- Snowflake Research finds that 93% of British companies report Genai efficiency gains
- Many have also refined LLM for the best outing
- Data and confidentiality problems remain widespread, the Seperate Ey report reveals
Companies are now learning to seize AI and implement it efficiently, marking a passage from the experimental phase, with up to 93% of British companies now signaling generative AI efficiency gains (and 88% worldwide), new Snowflake research said.
In addition, 98% drugs also train, set or increase their LLM for better results, showing that companies know exactly where the technology is located and how to optimize it.
However, the usual obstacles and challenges remain in place, preventing certain organizations from accessing the advantages of promised productivity.
Companies in the United Kingdom are quite at most with AI
Snowflake found that almost two thirds (62%) of companies use AI in software engineering, with 69% of using it for code opinions and debugging it – two percentages higher than the global average.
AI technology is also popular in customer support (61%) and cybersecurity use cases (69%), where workers see faster response (59%), a reduced manual workload (64%) and lower costs (56%).

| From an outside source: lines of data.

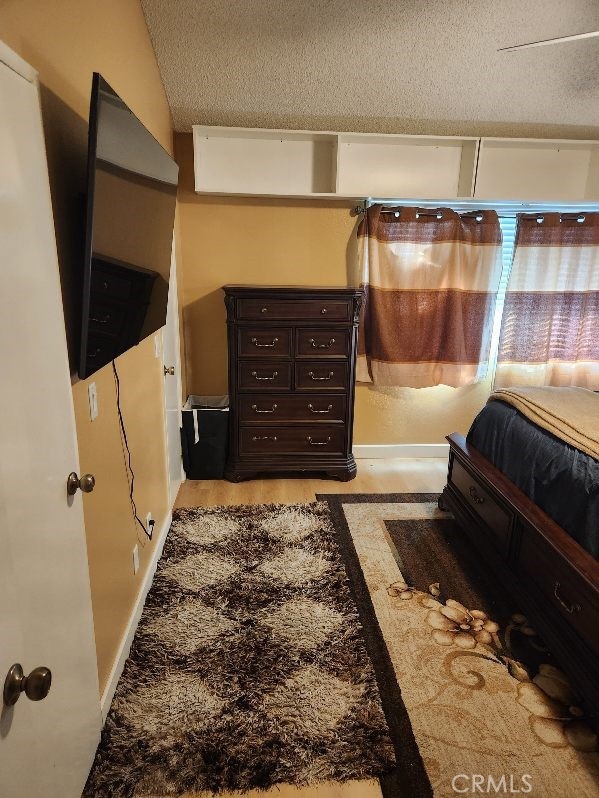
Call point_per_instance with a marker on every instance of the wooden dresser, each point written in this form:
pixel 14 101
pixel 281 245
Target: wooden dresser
pixel 292 356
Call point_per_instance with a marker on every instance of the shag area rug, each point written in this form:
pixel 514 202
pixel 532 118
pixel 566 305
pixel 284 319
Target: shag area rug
pixel 490 710
pixel 249 666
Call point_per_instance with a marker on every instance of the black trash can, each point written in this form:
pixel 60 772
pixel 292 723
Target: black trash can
pixel 205 436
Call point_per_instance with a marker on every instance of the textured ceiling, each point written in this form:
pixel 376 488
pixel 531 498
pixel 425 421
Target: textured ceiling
pixel 380 65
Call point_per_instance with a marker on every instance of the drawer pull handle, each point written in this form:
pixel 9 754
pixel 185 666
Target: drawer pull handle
pixel 565 604
pixel 104 320
pixel 474 495
pixel 312 410
pixel 315 378
pixel 318 443
pixel 275 374
pixel 255 409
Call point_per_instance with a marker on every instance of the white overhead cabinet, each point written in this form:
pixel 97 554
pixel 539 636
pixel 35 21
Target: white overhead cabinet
pixel 264 162
pixel 405 166
pixel 288 163
pixel 533 169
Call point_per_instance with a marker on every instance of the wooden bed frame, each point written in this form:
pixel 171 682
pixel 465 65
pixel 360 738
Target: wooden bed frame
pixel 555 581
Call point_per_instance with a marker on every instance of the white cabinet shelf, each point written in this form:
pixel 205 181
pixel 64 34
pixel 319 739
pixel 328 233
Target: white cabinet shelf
pixel 533 169
pixel 314 164
pixel 264 162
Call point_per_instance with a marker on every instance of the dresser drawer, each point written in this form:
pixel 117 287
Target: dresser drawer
pixel 560 586
pixel 322 343
pixel 333 310
pixel 319 376
pixel 496 517
pixel 317 440
pixel 277 409
pixel 261 376
pixel 261 342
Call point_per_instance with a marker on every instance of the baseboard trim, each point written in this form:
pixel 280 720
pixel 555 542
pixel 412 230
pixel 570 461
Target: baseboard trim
pixel 127 639
pixel 381 451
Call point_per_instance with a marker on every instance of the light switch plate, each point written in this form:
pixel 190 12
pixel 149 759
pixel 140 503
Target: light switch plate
pixel 92 395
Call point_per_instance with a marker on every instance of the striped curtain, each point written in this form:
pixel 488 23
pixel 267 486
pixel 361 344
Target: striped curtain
pixel 431 280
pixel 550 327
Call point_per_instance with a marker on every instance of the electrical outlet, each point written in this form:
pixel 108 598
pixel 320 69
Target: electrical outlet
pixel 92 395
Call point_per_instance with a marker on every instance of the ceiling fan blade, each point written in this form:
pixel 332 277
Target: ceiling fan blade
pixel 543 42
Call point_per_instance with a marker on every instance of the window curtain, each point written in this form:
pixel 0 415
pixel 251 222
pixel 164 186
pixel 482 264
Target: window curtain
pixel 550 327
pixel 431 280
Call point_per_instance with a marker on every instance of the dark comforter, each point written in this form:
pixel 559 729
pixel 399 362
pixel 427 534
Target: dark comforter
pixel 561 480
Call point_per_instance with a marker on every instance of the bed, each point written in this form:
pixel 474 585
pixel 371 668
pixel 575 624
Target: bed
pixel 529 502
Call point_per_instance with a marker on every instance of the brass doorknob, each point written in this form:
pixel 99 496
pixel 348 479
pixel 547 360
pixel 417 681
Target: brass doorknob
pixel 36 686
pixel 86 483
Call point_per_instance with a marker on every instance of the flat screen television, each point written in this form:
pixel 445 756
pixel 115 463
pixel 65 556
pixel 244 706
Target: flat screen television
pixel 130 210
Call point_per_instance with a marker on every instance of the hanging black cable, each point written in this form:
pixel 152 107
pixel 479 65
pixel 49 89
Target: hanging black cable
pixel 131 480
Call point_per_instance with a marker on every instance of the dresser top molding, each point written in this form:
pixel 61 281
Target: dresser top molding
pixel 283 289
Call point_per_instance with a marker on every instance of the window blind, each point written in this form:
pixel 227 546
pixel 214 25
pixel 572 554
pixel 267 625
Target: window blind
pixel 508 226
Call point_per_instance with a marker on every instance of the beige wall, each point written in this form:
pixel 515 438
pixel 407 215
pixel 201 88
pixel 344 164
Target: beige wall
pixel 282 242
pixel 66 40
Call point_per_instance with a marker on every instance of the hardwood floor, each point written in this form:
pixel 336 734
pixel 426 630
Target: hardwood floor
pixel 392 475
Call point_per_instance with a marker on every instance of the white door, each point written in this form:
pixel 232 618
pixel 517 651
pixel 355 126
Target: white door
pixel 46 746
pixel 172 385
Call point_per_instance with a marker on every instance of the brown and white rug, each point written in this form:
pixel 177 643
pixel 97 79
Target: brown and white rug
pixel 249 666
pixel 489 709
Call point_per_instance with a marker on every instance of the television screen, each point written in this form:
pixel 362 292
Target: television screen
pixel 131 193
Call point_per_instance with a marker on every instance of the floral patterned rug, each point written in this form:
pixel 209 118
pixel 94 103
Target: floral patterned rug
pixel 489 708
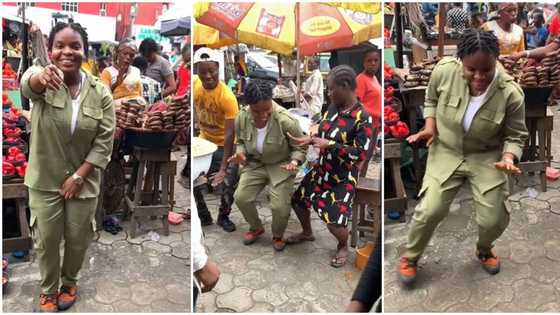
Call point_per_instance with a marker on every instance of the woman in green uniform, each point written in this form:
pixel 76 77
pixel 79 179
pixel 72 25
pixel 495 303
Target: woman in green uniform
pixel 268 157
pixel 475 127
pixel 72 124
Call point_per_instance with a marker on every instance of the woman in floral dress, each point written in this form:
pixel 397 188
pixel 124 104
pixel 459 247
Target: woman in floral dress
pixel 345 134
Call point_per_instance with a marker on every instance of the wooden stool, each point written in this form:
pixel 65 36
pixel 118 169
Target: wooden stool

Separate EY reports reveal seven respondents in the UK in 10 have used AI in their daily life in the past six months, but the results are conflict with Snowflake’s results – only 44% used it in a professional setting, less than the world average of 67%.
Globally, EY says that workers use AI for writing or publishing content (31%), learning subjects (30%) and the generation of new ideas (27%).
“They are not only experienced – they are building with a goal,” said Snowflake vice -president and the country’s director and I Country James Hall about British companies.
“With intelligent investments in cloud infrastructure and the accent placed on usable use cases, the United Kingdom sets the foundations to direct the next AI generation processing phase.”
Research has also highlighted some of the challenges facing companies when adopting the AI on a large scale, with unstructured data with the largest obstacle according to Snowflake.
EY added that confidentiality and security are also in front of the spirit of British business leaders, with security violations (71%), privacy violations (65%) and the reliability of AI (67%) results were all mentioned as major concerns.
Looking at, the chief of the customer strategy EY UK & I AI, Catriona Campbell, says that companies must strengthen the confidence of workers and demonstrate the value of the AI.
“While AI continues to reshape our daily life, it is crucial for business leaders to promote confidence and transparency, which allows individuals to engage with AI in their own terms,” added Campbell.